I stall putting on the gear, because:
- The day is beginning to get quite warm.
- I know I’ll be claustrophobic if I’m encased in neoprene.
- I’m worried that I’ll have to go to the bathroom the minute I put on the waders.
- I’m afraid I’ll sink straight to the bottom if I slip into the water.
(Ron said, before we go out on the water, we’re going to practice from shore, so I’m ecstatic that I waited)…
We step to the water’s edge, which has a nice gravel shoreline. Ron gives us a quick lesson in fly casting, and we try to get the hang of it.
Uhhh… it ‘ain’t’ easy!
First, I try the ‘overhead snap’ (my term) straight line cast. My line wiggles and drops limply into the water at my feet.
Then I try to ‘walk the dog,’ where you ‘skip’ the line across the water in little ‘hops.’ (That dog doesn’t hop for me!).
Hmmm… a champion I’m not, but, it’s a new experience, the guys are congenial and supportive, and, hey, they’re having the same problems that I am!
So Ron becomes my ‘personal trainer’ — and takes me under his wing. Literally…
He puts his big arms around me to help me throw out the line.
He holds my arm to help me find the right moment to flick the line forward.
He stands and coaches us as we try again and again to get our lines to arch out onto the water.
I can stall no longer.
Ron and his brother help me wiggle into the chest-high waders. Then come a pair of special shoes; next, a self-inflating life vest; and after that, a pair of flippers.
Martin and Stephen also pull on their waders.
In the water, our floating thrones await.
Ron tells us to back into the water to avoid tripping over the front of the flippers.
They help me climb aboard my floating seat and assure me that I’ll be fine.
It’s just like sitting in an easy chair in your living room, with little pockets on the arms to put important things like keys, money and cameras.
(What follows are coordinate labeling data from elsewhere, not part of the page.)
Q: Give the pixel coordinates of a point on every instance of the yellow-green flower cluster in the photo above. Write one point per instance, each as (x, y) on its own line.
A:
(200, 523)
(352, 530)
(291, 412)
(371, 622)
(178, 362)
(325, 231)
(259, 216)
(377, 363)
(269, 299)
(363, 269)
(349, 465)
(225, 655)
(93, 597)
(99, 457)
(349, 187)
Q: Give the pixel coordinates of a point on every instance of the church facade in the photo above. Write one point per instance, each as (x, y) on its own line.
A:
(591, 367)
Our poles rest across the arms, with our legs a danglin’ down, flippers and all.
And away we go.
Nevertheless, I’m flailing around like a wounded duck, so here’s the greatest:
Ron hooks a little ‘leash’ to my floating chair so he can pull me around under control and safety. (I feel like I’m being ‘walked’ for my daily outing). Arf! Arf!
After a few seconds on the water I forget all my worries.
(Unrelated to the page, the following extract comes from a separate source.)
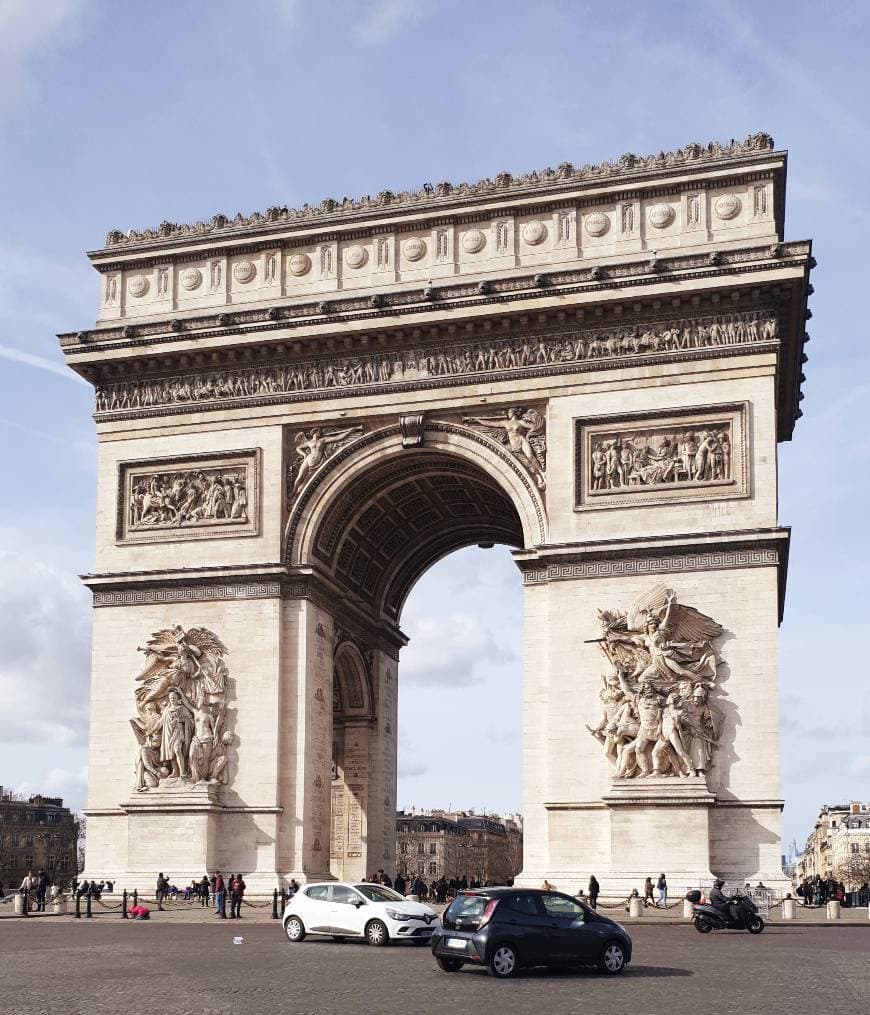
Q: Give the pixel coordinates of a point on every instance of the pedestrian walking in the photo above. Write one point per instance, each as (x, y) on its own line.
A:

It’s absolutely beautiful…
The scenery… The sun and blue sky… The quiet… The clean water… The light breeze… The eagles… The loons… The laughs and comments…
I’m loving it.
And we fish. And we see trout ripples. And we use scud flies that mimic freshwater shrimp.
And we fish. And we laugh. And we take pictures.
And we fish. And we ‘flipper’ to other areas of the lake. And we talk. And we try Thunder Creek flies that mimic minnows.
And we fish…
We see lots of trout in the water, but only Martin manages to hook one.
But many fishing days are like that.
Fish-catching is truly secondary to the whole experience.
As we began to kick-paddle back to the landing, a moose ambled from the edge of the woods to the shoreline. (And, although more than 2,000 moose are said to live in the Anchorage Bowl, we felt lucky to be part of this picture).
This outing was also special because Ron, ‘The Fly Guy,’ was like almost every Alaskan I’ve met: Independent, self-assured, approachable, pleasant, patient, great to be with… and very competent.
And, now that I’ve got the hang of it, I can’t wait to go fly-fishing again from a little floaty chair.
‘But, Chancellor,’ I think to myself, ‘What do you prefer not to see????
Sausage, war, or me putting on waders???